Immediately offer an appropriate chew toy. Hold it in front of your puppy's nose so they can smell it. If they take it, mark the moment with a click or a "yes" and give a small treat. You're rewarding the choice to switch from furniture to toy.
If your puppy won't take the toy, try a different one. Some puppies hold out for a higher-value option. A stuffed Kong almost always works when a nylon bone doesn't. Match the value of the toy to the value of whatever your puppy was chewing.
The most important rule: never punish your puppy after the fact. If you come home to a chewed shoe and yell at your puppy, they learn that you coming home is scary. They don't connect the punishment to the chewing because it happened hours ago. Instead, resolve to put your shoes away next time.
Catch your puppy chewing the right thing and reward it. When you see your puppy choose a toy on their own, mark it and pay. The more you reinforce good chew choices, the more your puppy makes them.
Next Steps: Your Chewing Game Plan
Tonight, do a chew audit of your home. Walk through every room your puppy can access and pick up anything that could be chewed.
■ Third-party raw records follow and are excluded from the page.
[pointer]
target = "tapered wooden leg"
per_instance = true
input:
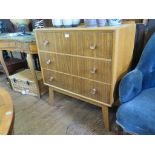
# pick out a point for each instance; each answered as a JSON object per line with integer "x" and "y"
{"x": 51, "y": 96}
{"x": 105, "y": 113}
{"x": 33, "y": 72}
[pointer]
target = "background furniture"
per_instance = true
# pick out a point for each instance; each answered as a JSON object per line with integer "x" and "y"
{"x": 25, "y": 44}
{"x": 6, "y": 113}
{"x": 136, "y": 115}
{"x": 13, "y": 64}
{"x": 86, "y": 63}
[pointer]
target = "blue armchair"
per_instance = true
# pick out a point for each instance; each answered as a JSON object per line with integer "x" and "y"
{"x": 136, "y": 114}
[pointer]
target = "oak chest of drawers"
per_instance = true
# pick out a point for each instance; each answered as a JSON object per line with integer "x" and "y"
{"x": 86, "y": 63}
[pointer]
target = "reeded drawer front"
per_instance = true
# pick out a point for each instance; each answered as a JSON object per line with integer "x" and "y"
{"x": 8, "y": 44}
{"x": 60, "y": 42}
{"x": 87, "y": 88}
{"x": 98, "y": 70}
{"x": 90, "y": 43}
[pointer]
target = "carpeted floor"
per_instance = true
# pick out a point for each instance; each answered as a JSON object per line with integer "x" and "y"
{"x": 69, "y": 116}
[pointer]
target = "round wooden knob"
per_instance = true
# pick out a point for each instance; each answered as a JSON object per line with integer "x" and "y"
{"x": 51, "y": 79}
{"x": 93, "y": 91}
{"x": 92, "y": 46}
{"x": 48, "y": 61}
{"x": 45, "y": 42}
{"x": 93, "y": 70}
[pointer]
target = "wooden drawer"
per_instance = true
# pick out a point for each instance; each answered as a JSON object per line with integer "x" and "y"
{"x": 90, "y": 44}
{"x": 87, "y": 88}
{"x": 60, "y": 42}
{"x": 98, "y": 70}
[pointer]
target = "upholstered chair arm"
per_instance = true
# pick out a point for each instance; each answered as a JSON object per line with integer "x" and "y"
{"x": 130, "y": 86}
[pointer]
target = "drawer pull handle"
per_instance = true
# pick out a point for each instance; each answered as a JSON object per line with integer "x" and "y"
{"x": 93, "y": 91}
{"x": 45, "y": 42}
{"x": 48, "y": 61}
{"x": 51, "y": 79}
{"x": 93, "y": 70}
{"x": 92, "y": 46}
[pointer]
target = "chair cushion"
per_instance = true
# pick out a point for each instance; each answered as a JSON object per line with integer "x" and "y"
{"x": 138, "y": 115}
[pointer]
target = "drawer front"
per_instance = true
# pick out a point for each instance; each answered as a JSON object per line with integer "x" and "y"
{"x": 59, "y": 42}
{"x": 90, "y": 44}
{"x": 97, "y": 44}
{"x": 87, "y": 88}
{"x": 8, "y": 44}
{"x": 98, "y": 70}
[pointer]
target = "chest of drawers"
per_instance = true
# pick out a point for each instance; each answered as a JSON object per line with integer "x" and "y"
{"x": 86, "y": 63}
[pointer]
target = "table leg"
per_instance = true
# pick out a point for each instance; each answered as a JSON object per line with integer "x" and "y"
{"x": 3, "y": 63}
{"x": 51, "y": 96}
{"x": 105, "y": 113}
{"x": 31, "y": 66}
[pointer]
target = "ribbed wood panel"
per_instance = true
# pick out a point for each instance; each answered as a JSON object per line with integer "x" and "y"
{"x": 78, "y": 85}
{"x": 98, "y": 70}
{"x": 78, "y": 43}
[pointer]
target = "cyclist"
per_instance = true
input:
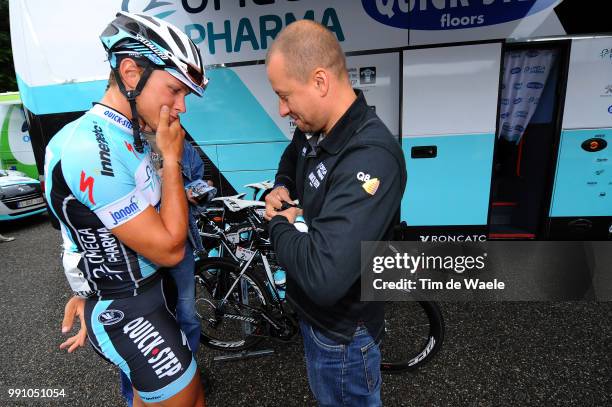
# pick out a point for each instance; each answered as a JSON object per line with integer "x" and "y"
{"x": 120, "y": 223}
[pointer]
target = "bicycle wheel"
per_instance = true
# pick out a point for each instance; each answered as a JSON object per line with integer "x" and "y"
{"x": 237, "y": 325}
{"x": 414, "y": 332}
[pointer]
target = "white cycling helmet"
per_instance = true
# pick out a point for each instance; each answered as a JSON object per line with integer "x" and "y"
{"x": 165, "y": 46}
{"x": 153, "y": 44}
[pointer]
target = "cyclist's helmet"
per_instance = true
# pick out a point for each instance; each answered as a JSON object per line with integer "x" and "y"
{"x": 163, "y": 45}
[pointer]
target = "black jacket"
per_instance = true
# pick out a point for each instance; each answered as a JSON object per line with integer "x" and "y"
{"x": 350, "y": 187}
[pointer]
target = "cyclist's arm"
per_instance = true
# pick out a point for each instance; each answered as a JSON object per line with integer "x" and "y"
{"x": 325, "y": 262}
{"x": 160, "y": 237}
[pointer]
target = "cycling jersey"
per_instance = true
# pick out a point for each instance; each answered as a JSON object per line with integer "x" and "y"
{"x": 96, "y": 181}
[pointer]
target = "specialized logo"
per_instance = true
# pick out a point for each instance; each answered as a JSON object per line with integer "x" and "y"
{"x": 130, "y": 147}
{"x": 149, "y": 341}
{"x": 110, "y": 317}
{"x": 156, "y": 5}
{"x": 87, "y": 184}
{"x": 371, "y": 186}
{"x": 127, "y": 212}
{"x": 536, "y": 69}
{"x": 105, "y": 161}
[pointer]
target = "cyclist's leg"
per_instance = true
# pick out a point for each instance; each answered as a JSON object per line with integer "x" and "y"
{"x": 143, "y": 339}
{"x": 183, "y": 276}
{"x": 191, "y": 396}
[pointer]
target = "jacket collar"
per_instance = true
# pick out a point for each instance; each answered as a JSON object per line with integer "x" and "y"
{"x": 344, "y": 129}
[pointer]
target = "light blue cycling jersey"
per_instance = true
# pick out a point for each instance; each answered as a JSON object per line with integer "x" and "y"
{"x": 96, "y": 181}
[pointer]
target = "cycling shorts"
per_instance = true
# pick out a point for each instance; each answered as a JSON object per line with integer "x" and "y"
{"x": 140, "y": 335}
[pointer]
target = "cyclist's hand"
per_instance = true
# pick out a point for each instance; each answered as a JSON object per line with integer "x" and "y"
{"x": 169, "y": 136}
{"x": 74, "y": 307}
{"x": 274, "y": 201}
{"x": 291, "y": 213}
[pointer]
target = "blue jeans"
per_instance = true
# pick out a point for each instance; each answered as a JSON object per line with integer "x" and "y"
{"x": 342, "y": 375}
{"x": 183, "y": 276}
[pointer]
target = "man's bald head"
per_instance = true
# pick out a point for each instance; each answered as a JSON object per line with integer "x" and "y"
{"x": 306, "y": 45}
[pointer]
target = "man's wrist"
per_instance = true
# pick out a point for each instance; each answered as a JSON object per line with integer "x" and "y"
{"x": 173, "y": 163}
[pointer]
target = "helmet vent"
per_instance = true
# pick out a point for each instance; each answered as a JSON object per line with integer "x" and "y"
{"x": 178, "y": 41}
Shoes go in closets, cords get covered, and anything within reach gets moved or sprayed with bitter deterrent.
Tomorrow, buy or prepare three chew toys if you don't have them already. A frozen Kong, a nylon bone, and a frozen washcloth cover the bases for most puppies. Set them out in the areas where your puppy spends the most time.
This week, practice the redirect-and-reward cycle every single time you see your puppy chewing something they shouldn't. Clap calmly, offer the toy, and mark and reward the switch. Do this 20 to 30 times over the week. Your puppy will start choosing toys on their own.
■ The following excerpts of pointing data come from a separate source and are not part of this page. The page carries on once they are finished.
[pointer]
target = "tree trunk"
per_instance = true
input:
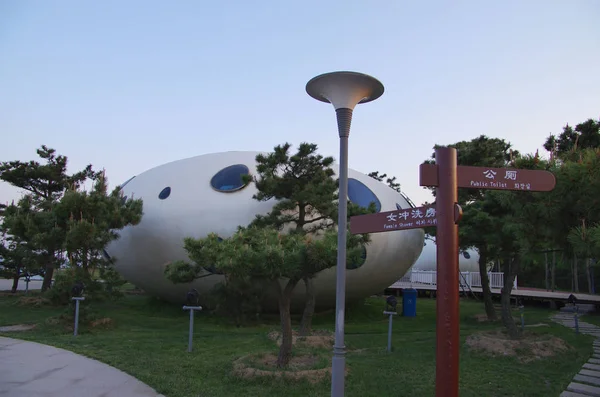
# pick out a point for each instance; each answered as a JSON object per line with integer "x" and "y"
{"x": 309, "y": 308}
{"x": 15, "y": 281}
{"x": 588, "y": 273}
{"x": 575, "y": 274}
{"x": 510, "y": 272}
{"x": 490, "y": 311}
{"x": 285, "y": 350}
{"x": 553, "y": 270}
{"x": 546, "y": 279}
{"x": 48, "y": 277}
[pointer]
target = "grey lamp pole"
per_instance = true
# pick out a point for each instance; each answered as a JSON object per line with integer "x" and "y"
{"x": 344, "y": 90}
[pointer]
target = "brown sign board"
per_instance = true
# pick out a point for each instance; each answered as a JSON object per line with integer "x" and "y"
{"x": 408, "y": 218}
{"x": 493, "y": 178}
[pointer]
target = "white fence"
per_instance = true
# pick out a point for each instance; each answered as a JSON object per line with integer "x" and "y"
{"x": 466, "y": 279}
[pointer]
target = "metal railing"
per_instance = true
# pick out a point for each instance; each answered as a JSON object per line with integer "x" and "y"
{"x": 466, "y": 279}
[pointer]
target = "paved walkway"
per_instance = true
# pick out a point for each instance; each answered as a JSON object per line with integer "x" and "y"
{"x": 29, "y": 369}
{"x": 587, "y": 382}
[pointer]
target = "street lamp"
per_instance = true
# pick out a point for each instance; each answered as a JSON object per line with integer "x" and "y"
{"x": 344, "y": 90}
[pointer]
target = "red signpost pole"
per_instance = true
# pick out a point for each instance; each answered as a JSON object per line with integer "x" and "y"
{"x": 447, "y": 323}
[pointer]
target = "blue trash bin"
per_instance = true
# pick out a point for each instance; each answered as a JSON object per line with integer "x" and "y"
{"x": 409, "y": 302}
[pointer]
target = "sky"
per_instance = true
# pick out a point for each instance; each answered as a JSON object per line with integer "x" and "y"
{"x": 130, "y": 85}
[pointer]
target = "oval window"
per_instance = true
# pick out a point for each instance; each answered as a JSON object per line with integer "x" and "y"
{"x": 166, "y": 192}
{"x": 229, "y": 179}
{"x": 360, "y": 262}
{"x": 126, "y": 182}
{"x": 361, "y": 195}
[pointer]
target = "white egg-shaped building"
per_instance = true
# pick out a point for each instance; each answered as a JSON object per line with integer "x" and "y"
{"x": 468, "y": 260}
{"x": 204, "y": 194}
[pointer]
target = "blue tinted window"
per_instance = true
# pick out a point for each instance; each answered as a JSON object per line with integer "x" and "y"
{"x": 230, "y": 178}
{"x": 361, "y": 195}
{"x": 409, "y": 201}
{"x": 363, "y": 258}
{"x": 166, "y": 192}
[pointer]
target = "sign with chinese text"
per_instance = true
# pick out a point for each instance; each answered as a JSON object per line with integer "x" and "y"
{"x": 493, "y": 178}
{"x": 408, "y": 218}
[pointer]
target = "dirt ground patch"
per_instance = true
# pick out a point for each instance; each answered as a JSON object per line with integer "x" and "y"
{"x": 317, "y": 339}
{"x": 265, "y": 365}
{"x": 35, "y": 301}
{"x": 18, "y": 327}
{"x": 530, "y": 347}
{"x": 102, "y": 322}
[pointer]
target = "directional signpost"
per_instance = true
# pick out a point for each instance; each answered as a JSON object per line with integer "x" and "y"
{"x": 446, "y": 176}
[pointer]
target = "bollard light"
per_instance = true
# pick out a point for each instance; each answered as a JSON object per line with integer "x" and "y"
{"x": 390, "y": 303}
{"x": 344, "y": 90}
{"x": 192, "y": 299}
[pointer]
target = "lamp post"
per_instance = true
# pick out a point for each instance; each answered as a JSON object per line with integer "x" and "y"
{"x": 344, "y": 90}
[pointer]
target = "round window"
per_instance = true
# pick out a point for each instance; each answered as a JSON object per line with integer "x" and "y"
{"x": 229, "y": 179}
{"x": 361, "y": 195}
{"x": 166, "y": 192}
{"x": 360, "y": 262}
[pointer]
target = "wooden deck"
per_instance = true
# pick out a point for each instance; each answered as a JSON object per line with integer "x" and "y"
{"x": 521, "y": 292}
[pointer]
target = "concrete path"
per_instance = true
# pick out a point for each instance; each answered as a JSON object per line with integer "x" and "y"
{"x": 587, "y": 382}
{"x": 29, "y": 369}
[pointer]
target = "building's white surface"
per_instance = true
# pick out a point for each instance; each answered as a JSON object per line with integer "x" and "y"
{"x": 194, "y": 209}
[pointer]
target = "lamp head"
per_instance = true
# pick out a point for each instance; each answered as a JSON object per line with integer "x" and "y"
{"x": 344, "y": 89}
{"x": 192, "y": 297}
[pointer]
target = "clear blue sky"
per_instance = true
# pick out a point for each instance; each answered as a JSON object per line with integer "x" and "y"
{"x": 129, "y": 85}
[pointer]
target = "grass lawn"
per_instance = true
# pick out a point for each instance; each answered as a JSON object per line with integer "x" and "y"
{"x": 149, "y": 341}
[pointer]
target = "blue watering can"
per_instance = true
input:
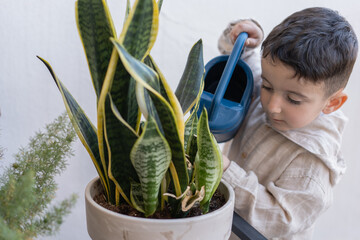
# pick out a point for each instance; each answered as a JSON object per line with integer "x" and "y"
{"x": 227, "y": 92}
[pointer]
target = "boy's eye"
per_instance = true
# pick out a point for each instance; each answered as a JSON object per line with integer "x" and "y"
{"x": 292, "y": 101}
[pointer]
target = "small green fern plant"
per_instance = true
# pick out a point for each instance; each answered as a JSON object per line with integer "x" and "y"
{"x": 28, "y": 186}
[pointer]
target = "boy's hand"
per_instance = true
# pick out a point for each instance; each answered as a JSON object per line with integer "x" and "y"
{"x": 255, "y": 33}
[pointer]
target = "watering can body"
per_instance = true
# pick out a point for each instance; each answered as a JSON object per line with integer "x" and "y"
{"x": 227, "y": 92}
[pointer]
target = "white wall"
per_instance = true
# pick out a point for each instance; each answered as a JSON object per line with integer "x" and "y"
{"x": 29, "y": 98}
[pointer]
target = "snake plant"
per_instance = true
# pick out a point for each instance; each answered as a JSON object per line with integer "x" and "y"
{"x": 142, "y": 148}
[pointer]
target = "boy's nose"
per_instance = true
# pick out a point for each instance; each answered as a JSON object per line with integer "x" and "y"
{"x": 274, "y": 105}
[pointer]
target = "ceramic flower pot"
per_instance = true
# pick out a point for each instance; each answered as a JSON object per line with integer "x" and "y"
{"x": 103, "y": 224}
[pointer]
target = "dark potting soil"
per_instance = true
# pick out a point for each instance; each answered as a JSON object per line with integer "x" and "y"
{"x": 217, "y": 201}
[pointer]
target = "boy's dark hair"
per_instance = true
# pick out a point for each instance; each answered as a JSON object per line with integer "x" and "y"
{"x": 318, "y": 43}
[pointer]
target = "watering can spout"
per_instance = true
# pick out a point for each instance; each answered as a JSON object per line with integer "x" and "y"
{"x": 227, "y": 92}
{"x": 227, "y": 73}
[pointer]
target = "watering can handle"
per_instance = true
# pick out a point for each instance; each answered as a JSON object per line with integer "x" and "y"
{"x": 227, "y": 73}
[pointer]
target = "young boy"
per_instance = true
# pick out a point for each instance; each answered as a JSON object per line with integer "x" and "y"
{"x": 285, "y": 159}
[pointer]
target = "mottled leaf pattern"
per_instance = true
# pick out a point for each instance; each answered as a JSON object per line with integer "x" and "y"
{"x": 151, "y": 156}
{"x": 208, "y": 162}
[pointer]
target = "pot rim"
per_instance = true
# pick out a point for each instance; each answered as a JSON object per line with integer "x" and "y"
{"x": 229, "y": 204}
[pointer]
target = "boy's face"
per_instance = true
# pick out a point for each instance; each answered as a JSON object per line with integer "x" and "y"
{"x": 289, "y": 102}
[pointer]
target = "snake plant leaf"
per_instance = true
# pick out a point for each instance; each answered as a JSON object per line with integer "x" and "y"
{"x": 136, "y": 196}
{"x": 151, "y": 157}
{"x": 160, "y": 4}
{"x": 120, "y": 138}
{"x": 208, "y": 161}
{"x": 143, "y": 74}
{"x": 138, "y": 35}
{"x": 128, "y": 8}
{"x": 95, "y": 27}
{"x": 168, "y": 94}
{"x": 191, "y": 80}
{"x": 83, "y": 126}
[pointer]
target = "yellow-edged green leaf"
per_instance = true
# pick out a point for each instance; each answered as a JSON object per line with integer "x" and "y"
{"x": 83, "y": 126}
{"x": 143, "y": 74}
{"x": 191, "y": 80}
{"x": 138, "y": 36}
{"x": 169, "y": 95}
{"x": 95, "y": 28}
{"x": 160, "y": 4}
{"x": 208, "y": 161}
{"x": 151, "y": 156}
{"x": 120, "y": 138}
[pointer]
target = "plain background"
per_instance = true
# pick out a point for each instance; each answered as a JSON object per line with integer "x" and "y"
{"x": 29, "y": 98}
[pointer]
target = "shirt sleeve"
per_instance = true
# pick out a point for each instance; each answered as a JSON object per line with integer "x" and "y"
{"x": 250, "y": 55}
{"x": 286, "y": 206}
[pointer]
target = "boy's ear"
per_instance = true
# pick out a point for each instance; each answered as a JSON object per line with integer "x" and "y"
{"x": 335, "y": 102}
Keep a training log for two weeks. Note what your puppy chewed, when it happened, and what toy you redirected to. Patterns will emerge. Maybe your puppy chews most at 5 PM when they're bored, or maybe it's always after meals when gums are sore. Use those patterns to stay ahead of the behavior.
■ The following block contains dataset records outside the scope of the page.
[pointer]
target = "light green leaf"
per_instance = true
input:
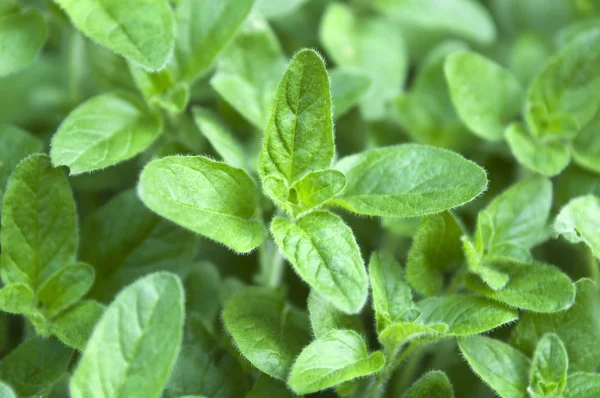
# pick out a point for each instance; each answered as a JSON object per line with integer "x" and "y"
{"x": 324, "y": 317}
{"x": 568, "y": 86}
{"x": 586, "y": 147}
{"x": 146, "y": 322}
{"x": 408, "y": 180}
{"x": 124, "y": 240}
{"x": 210, "y": 198}
{"x": 140, "y": 30}
{"x": 299, "y": 136}
{"x": 325, "y": 254}
{"x": 203, "y": 29}
{"x": 516, "y": 219}
{"x": 578, "y": 328}
{"x": 39, "y": 223}
{"x": 74, "y": 326}
{"x": 582, "y": 385}
{"x": 32, "y": 368}
{"x": 249, "y": 70}
{"x": 434, "y": 384}
{"x": 546, "y": 158}
{"x": 436, "y": 248}
{"x": 17, "y": 298}
{"x": 65, "y": 287}
{"x": 268, "y": 333}
{"x": 348, "y": 85}
{"x": 364, "y": 43}
{"x": 22, "y": 36}
{"x": 464, "y": 315}
{"x": 464, "y": 18}
{"x": 392, "y": 298}
{"x": 337, "y": 357}
{"x": 548, "y": 375}
{"x": 104, "y": 131}
{"x": 502, "y": 367}
{"x": 219, "y": 136}
{"x": 486, "y": 95}
{"x": 579, "y": 221}
{"x": 531, "y": 286}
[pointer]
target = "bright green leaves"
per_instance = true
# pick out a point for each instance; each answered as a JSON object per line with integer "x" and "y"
{"x": 432, "y": 384}
{"x": 140, "y": 30}
{"x": 436, "y": 249}
{"x": 486, "y": 96}
{"x": 579, "y": 221}
{"x": 515, "y": 220}
{"x": 408, "y": 181}
{"x": 104, "y": 131}
{"x": 299, "y": 136}
{"x": 324, "y": 252}
{"x": 269, "y": 333}
{"x": 392, "y": 299}
{"x": 549, "y": 368}
{"x": 22, "y": 36}
{"x": 143, "y": 326}
{"x": 203, "y": 29}
{"x": 210, "y": 198}
{"x": 338, "y": 356}
{"x": 39, "y": 223}
{"x": 364, "y": 43}
{"x": 33, "y": 367}
{"x": 501, "y": 366}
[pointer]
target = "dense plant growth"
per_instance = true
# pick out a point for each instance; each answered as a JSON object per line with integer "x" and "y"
{"x": 179, "y": 219}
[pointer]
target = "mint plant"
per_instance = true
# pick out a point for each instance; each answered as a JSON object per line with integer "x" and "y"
{"x": 255, "y": 198}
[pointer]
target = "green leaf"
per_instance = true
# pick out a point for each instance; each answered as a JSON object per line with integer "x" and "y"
{"x": 249, "y": 70}
{"x": 268, "y": 333}
{"x": 204, "y": 368}
{"x": 74, "y": 326}
{"x": 17, "y": 298}
{"x": 582, "y": 385}
{"x": 65, "y": 287}
{"x": 436, "y": 248}
{"x": 124, "y": 240}
{"x": 515, "y": 220}
{"x": 364, "y": 43}
{"x": 146, "y": 322}
{"x": 392, "y": 298}
{"x": 337, "y": 357}
{"x": 464, "y": 315}
{"x": 140, "y": 30}
{"x": 348, "y": 85}
{"x": 39, "y": 223}
{"x": 299, "y": 136}
{"x": 204, "y": 28}
{"x": 104, "y": 131}
{"x": 325, "y": 254}
{"x": 579, "y": 221}
{"x": 32, "y": 368}
{"x": 464, "y": 18}
{"x": 568, "y": 86}
{"x": 578, "y": 328}
{"x": 531, "y": 286}
{"x": 210, "y": 198}
{"x": 434, "y": 384}
{"x": 408, "y": 181}
{"x": 486, "y": 95}
{"x": 219, "y": 136}
{"x": 502, "y": 367}
{"x": 549, "y": 366}
{"x": 324, "y": 317}
{"x": 546, "y": 158}
{"x": 22, "y": 36}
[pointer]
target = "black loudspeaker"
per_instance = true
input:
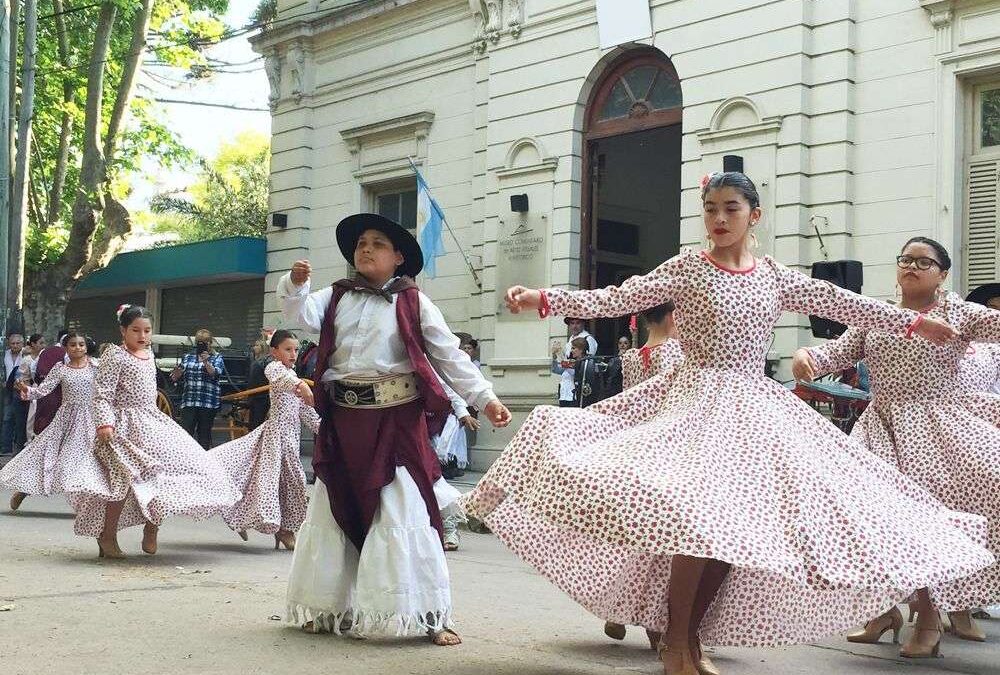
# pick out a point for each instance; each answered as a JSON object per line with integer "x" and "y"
{"x": 732, "y": 163}
{"x": 847, "y": 274}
If the chewing doesn't improve after three weeks of consistent management and redirection, consider whether your puppy is getting enough exercise and mental stimulation. A tired puppy chews less. Add a 15-minute training session or a puzzle feeder to the daily routine and see if the destructive chewing drops off.
Frequently Asked Questions
Why does my puppy chew on furniture and shoes?
Puppies chew for three main reasons: teething pain, boredom, and exploration. Between 3 and 6 months, adult teeth push through the gums and chewing relieves the discomfort. Puppies also explore the world with their mouths, and a shoe left on the floor is an irresistible target when no appropriate chew toy is available.
How long does the destructive chewing phase last?
Destructive chewing peaks during teething, which runs from about 3 to 7 months. Most puppies chew less once their adult teeth settle in around 7 months, but some breeds keep strong chewing urges through adolescence at 12 to 18 months. Consistent redirection and management keep your furniture safe through every phase.
What are the best chew toys for a teething puppy?
Look for rubber toys like Kongs stuffed with frozen peanut butter, nylon bones for hard chewers, and frozen washcloths for teething relief. Avoid cooked bones, rawhide without supervision, and anything that splinters. Rotate toys every few days so your puppy does not get bored with the same options.
Should I punish my puppy for chewing furniture?
No. Punishing your puppy after the fact only teaches them to fear you, not to stop chewing. Dogs do not connect a punishment with something they did hours ago. Instead, interrupt the chewing with a calm noise, redirect to an appropriate toy, and reward the switch. Clean up your belongings and manage the environment.
How do I stop my puppy from chewing shoes specifically?
Store all shoes in closed closets or on high shelves, especially during the first year. If your puppy cannot reach the shoes, they cannot chew them. Give your puppy a high-value chew toy at the same time you leave the house, so the shoe alternative is always more appealing than the real thing.